After 1976, Shriver turned his attention back to charities and public life, including (in his law work) all sorts of activities to link civil society in Russia to the outside world. (Once, his young son, whom he took on a trip to Russia, chased a ball down the hall, opened a door, and found Russian agents inside minding tapes that were picking up everything the Shrivers did.)
Sarge also kept up his support for all the institutions he had helped get started--and, if you think about it, there are still standing, and sometimes thriving, forty years later a number of truly beloved institutions Sarge Shriver helped to found--not only the Special Olympics, but also the Peace Corps, Upward Bound, Head Start, the less successful Jobs Corps, and not a few initiatives of the much-mocked War on Poverty.

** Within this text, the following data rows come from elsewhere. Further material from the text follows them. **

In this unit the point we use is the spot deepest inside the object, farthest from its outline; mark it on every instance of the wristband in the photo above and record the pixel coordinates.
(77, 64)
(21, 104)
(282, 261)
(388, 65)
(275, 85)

It is astonishing how many of these programs anticipated later writings on civil society. Many were designed to raise flying buttresses outside of government, involving "mediating structures" (most notably, the urban churches and big business and the world of celebrities) and civil society. Much that Shriver had a hand in creating contained significant elements of "compassionate conservatism." A lot of big government liberalism, too--but with an arresting number of conservative elements.
In Sarge, Stossel describes the conversation in which many of Shriver's friendsadvised Sarge not to reveal the early signs of Alzheimer's (which set in three years ago), and Shriver replied, "Reagan had a much worse affliction than I did. Hard-core conservatism. Whatever I've got now, I never suffered from that." I cannot believe Shriver would mean any comment like that cruelly, but it is, in fact, how he often thought of conservatives. Sarge could understand liberal Republicans; many of his Yalie friends were such--he could see the tony similarity that certain Republicans and certain Democrats share in good spirits, which leads them to believe that they are not ideological. But people like Reagan seemed to them beyond the pale.
Yet for Shriver, this was not entirely a matter of social class. His ancestors helped found the Maryland Democratic party, and though he would never confuse politics with religion, his politics were quite equally a thing of faith. Those outside that faith seemed to him afflicted. Sarge would experience them as strangers, odd fish, and would feel sad for them. In a political campaign, he would lambaste them with zest. One on one, he would try to charm them, and do his best to try to understand them, as if they were another species.
I used to wonder, over many years, what would happen if Sarge ever came to see the flaws in the Democratic party's way of construing taxes, poverty, crime, welfare, and abortion, and so became a conservative. There were many aspects about his life that could have led him in this direction. His business experience prevented him from being a full-blown leftist on economic policy.
On abortion, he and Eunice were always flat out of accord with their party--but not ready to break from it or even to insist on their voices being heard. I always expected Sarge to have more sympathy than he ever actually showed with those former liberals who had been mugged by reality and become neoconservatives. I even thought, sometimes, that he might join us.
But, the truth is, he really was a Democrat, a party man, all the way down. His loyalty was one of the reasons he was a great man--and also one of the reasons he was never as great in politics as he should have been.
Michael Novak is George Frederick Jewett Scholar in Religion, Philosophy, and Public Policy at the American Enterprise Institute.